I leave you with this thought on our "great judicial system":
A once shinning star in the eyes of many while stomping the grounds of the frozen tundra committed a most heinous of crimes. Orenthal James Simpson decapitated two human beings, one being the mother of his children. Much evidence (DNA) was attributed to Simpson and the crime. Simpsons DNA (RFLP Restriction Fragment Length Polymorphism analysis) was done from a blood drop found on the driveway that was large enough to be tested on through the procedure and found this to be a 1in 170 million match of Simpson's. (Meaning it could only be OJ's blood) and yet this monster walked free.
To date not one piece or shred of evidence (DNA) was ever linked to Troy Davis, other than the testimony which was recanted - yet Davis was murdered because a police department, State, and family had to have some poor black mans ass to make them feel vindicated for their loss, all the while the facts where stacking up that there is a huge probability that Mr. Davis was wrongly convicted.
Today, America is the only Western country still enforcing capital punishment. Moreover, since 1990, 30 nations abolished it, and among 74 still executing, four are the main abusers - America, China, Vietnam and Iran. It's long past time for us review what's becoming no longer tolerable. If capital punishment is to exist in America it must be adjusted to reflect our times and certainly not the times of the stone age.

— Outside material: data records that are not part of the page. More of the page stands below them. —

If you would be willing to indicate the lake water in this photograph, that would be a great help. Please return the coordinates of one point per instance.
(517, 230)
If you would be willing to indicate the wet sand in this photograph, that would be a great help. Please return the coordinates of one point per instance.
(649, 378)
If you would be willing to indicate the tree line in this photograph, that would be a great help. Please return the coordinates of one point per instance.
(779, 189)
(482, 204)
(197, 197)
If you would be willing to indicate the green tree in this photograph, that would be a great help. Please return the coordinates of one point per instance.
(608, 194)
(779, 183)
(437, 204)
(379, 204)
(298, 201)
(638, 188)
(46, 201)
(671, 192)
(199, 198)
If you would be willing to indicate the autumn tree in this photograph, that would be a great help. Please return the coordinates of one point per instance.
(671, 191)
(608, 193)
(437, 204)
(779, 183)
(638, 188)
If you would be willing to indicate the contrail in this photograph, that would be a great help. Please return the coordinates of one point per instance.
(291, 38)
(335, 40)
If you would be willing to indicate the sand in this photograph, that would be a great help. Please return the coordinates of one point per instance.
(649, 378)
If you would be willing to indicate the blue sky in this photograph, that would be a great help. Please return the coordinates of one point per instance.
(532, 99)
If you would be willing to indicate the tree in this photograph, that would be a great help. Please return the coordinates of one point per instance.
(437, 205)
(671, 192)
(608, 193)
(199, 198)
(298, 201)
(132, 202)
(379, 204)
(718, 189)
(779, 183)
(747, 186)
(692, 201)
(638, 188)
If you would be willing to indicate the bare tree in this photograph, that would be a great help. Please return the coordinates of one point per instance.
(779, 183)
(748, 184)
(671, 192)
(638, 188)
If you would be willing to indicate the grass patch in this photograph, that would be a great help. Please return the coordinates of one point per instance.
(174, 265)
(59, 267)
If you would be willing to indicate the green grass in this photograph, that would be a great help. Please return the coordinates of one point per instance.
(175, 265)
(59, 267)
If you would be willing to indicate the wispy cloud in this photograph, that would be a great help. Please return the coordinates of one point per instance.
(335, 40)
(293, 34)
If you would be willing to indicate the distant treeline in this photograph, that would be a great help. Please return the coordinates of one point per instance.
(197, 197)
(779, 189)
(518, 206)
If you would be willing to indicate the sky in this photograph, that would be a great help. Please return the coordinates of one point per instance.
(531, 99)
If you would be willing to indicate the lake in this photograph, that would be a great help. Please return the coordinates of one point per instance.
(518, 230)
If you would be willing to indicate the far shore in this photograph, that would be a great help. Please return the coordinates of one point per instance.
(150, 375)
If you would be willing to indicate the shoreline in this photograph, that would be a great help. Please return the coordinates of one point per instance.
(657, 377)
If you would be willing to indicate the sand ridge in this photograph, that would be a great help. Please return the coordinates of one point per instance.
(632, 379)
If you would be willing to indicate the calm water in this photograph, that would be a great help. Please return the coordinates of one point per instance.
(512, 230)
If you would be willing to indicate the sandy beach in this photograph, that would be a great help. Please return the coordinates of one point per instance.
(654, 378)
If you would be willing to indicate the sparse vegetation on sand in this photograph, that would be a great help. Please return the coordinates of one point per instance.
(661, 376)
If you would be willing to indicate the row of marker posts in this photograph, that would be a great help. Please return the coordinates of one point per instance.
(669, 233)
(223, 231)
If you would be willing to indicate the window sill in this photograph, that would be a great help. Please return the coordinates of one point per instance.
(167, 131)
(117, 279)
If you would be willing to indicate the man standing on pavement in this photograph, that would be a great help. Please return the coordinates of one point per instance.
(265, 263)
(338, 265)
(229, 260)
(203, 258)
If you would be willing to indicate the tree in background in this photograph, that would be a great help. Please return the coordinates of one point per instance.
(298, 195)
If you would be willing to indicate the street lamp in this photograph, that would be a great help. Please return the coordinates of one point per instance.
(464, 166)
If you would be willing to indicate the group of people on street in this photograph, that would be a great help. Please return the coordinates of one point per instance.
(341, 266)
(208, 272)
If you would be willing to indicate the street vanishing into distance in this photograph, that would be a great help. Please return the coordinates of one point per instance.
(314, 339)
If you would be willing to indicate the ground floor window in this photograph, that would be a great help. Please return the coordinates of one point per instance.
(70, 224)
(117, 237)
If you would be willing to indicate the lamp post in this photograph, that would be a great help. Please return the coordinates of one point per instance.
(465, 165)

If we are to continue to have State sponsored murder, lets at least ensure that DNA matches the crime and lets not continue to judge capital murder cases on eyewitness accounts - for God knows humans often and error frequently, especially when being threatened and coerced by police .
Capital punishment can be barbaric, unjust, and unacceptable for any number of reasons in modern societies. No wonder Amnesty International (AI) calls it "the ultimate denial of human rights. It is often premeditated and cold-blooded killing of a human being by the state. This cruel, inhuman and degrading punishment is done in the name of justice." So if we are going to demand State supported murder, lets make sure we have got the right guy or gal before doing so!
The lesson that I learned from this is that the South is no better today than it was during slavery...If your poor and black in the South and your within 500 miles of a capital offense your chances are high you'll be accused of this crime, and what a travesty!
I say to all whom dropped the ball in this case - what a sad "State" of affairs and shame on you!